Over the past couple years we have been trying to move certain use cases out of Bugzilla, so that we can focus specifically on engineering. This is part of a grander effort to consolidate workflows, which has a host of benefits ranging from simpler, more intuitive interfaces to reduced maintenance burden. However this means we need to understand specific use cases within engineering and implement features to support them, in addition to the more general concerns above. A recent example is the refinement of triage processes, which is helped along by specific improvements to Bugzilla.

8. Metrics are comprehensive, discoverable, and understandable

The value of data about one’s products and processes is not something that needs much justification today. Mozilla has already invested heavily in a data-driven approach to developing Firefox and other applications. The Engineering Workflow team is starting to do the same, thanks to infrastructure built for Firefox telemetry.

The list of data we could benefit from collecting is endless, but a few examples include

  • backout rates and causes
  • build times
  • test-run times
  • patch-review times
  • tool adoption

We’re already gathering and visualizing some of these stats:

Review tool stats

Naturally such data is even more valuable if shared so other teams can analyze it for their benefit.

9. Information on “code flow” is clear and discoverable

This item builds on the former. It is the most nebulous, but to me it is one of the most interesting.

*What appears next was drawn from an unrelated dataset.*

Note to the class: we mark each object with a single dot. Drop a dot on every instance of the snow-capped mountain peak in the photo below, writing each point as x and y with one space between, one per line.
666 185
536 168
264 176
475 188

Code changes (patches, commits, changesets, whatever you want to call them) have a life cycle:

  1. A developer writes one or more patches to solve a problem. Sometimes the patches are in response to a bug report; sometimes a bug report is filed just for tracking.

  2. The patches are often sent to Try for testing, sometimes multiple times.

  3. The patches are reviewed by one or more developers, sometimes through multiple cycles.

  4. The patches are landed, usually on an integration branch, then merged to mozilla-central.

  5. Occasionally, the patches are backed out, in which case flow returns to step 1.

  6. The patches are periodically merged to the next channel branch, or occasionally uplifted directly to one or more branches.

  7. The patches are included in a specific channel build.

  8. Repeat 6. and 7. until the patch ends up in the mozilla-release branch and is included in a Release build.

There’s currently no way to easily follow a code change through these stages, and thus no metrics on how flow is affected by the various aspects of a change (size, area of code, author, reviewer(s), etc.). Further, tracking this information could provide clear indicators of flow problems, such as commits that are ready to land but have merge conflicts, or commits that have been waiting on review for an extended period. Collecting and visualizing this information could help improve various engineering processes, as well as just the simple thrill of literally watching your change progress to release.

This is a grand idea that needs a lot more thought, but many of the previous items feed naturally into it.

Conclusion

This vision is just a starting point. We’re building a road map for short-to-medium-term map, while we think about a larger 2-to-3-year plan. Figuring out how to prioritize by a combination of impact, feasibility, risk, and effort is no small feat, and something that we’ll likely have to course-correct over time. Overall, the creation of this vision has been inspiring for my team, as we can now envision a better world for Mozilla engineering and understand our part in it. I hope the window this provides into the work of the Engineering Workflow team is valuable to other teams both within and outside of Mozilla.